Integrate Function

Integrate multiple single-cell RNA-seq samples using advanced computational methods.

Overview

The Integrate function combines multiple single-cell RNA-seq samples into a unified analysis, correcting for batch effects and technical variations while preserving biological differences.
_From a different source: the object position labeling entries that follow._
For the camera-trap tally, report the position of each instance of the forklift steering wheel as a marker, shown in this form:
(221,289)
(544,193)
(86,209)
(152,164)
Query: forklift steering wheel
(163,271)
It uses R-based integration methods to create harmonized datasets.

Class Information

Module: celline.functions.integrate
Class: Integrate
Base Class: CellineFunction

Parameters

Constructor Parameters

Parameter	Type	Required	Description
`filter_func`	`Optional[Callable[[SampleSchema], bool]]`	No	Function to filter samples for integration
`outfile_name`	`Optional[str]`	No	Custom output filename (default: timestamped)

JobContainer Structure

Field	Type	Description
`nthread`	`str`	Number of threads (fixed to 1)
`cluster_server`	`str`	Cluster server name
`jobname`	`str`	Job identifier
`logpath`	`str`	Integration log file path
`r_path`	`str`	R script directory
`exec_root`	`str`	Execution root
`sample_ids`	`str`	Comma-separated sample IDs
`project_ids`	`str`	Comma-separated project IDs
`all_bcmat_path`	`str`	Comma-separated matrix paths
`all_data_sample_dir_path`	`str`	Comma-separated data directories
`outfile_path`	`str`	Output file path
`logpath_runtime`	`str`	Runtime log path
`project_name`	`str`	Project name

Usage Examples

Python API

Basic Integration

      from celline import Project
from celline.functions.integrate import Integrate

# Create project
project = Project("./my-project")

# Basic integration of all samples
integrate_function = Integrate(filter_func=None, outfile_name=None)

# Execute function
result = project.call(integrate_function)

Custom Output Name

      from celline import Project
from celline.functions.integrate import Integrate

# Create project
project = Project("./my-project")

# Integration with custom output name
integrate_function = Integrate(
    filter_func=None,
    outfile_name="brain_atlas_integrated"
)

# Execute function
result = project.call(integrate_function)

Filtered Integration

      from celline import Project
from celline.functions.integrate import Integrate
from celline.DB.dev.model import SampleSchema

# Create project
project = Project("./my-project")

# Filter function to include only specific samples
def brain_samples_filter(schema: SampleSchema) -> bool:
    return "brain" in schema.title.lower() if schema.title else False

# Integration with sample filtering
integrate_function = Integrate(
    filter_func=brain_samples_filter,
    outfile_name="brain_samples_only"
)

# Execute function
result = project.call(integrate_function)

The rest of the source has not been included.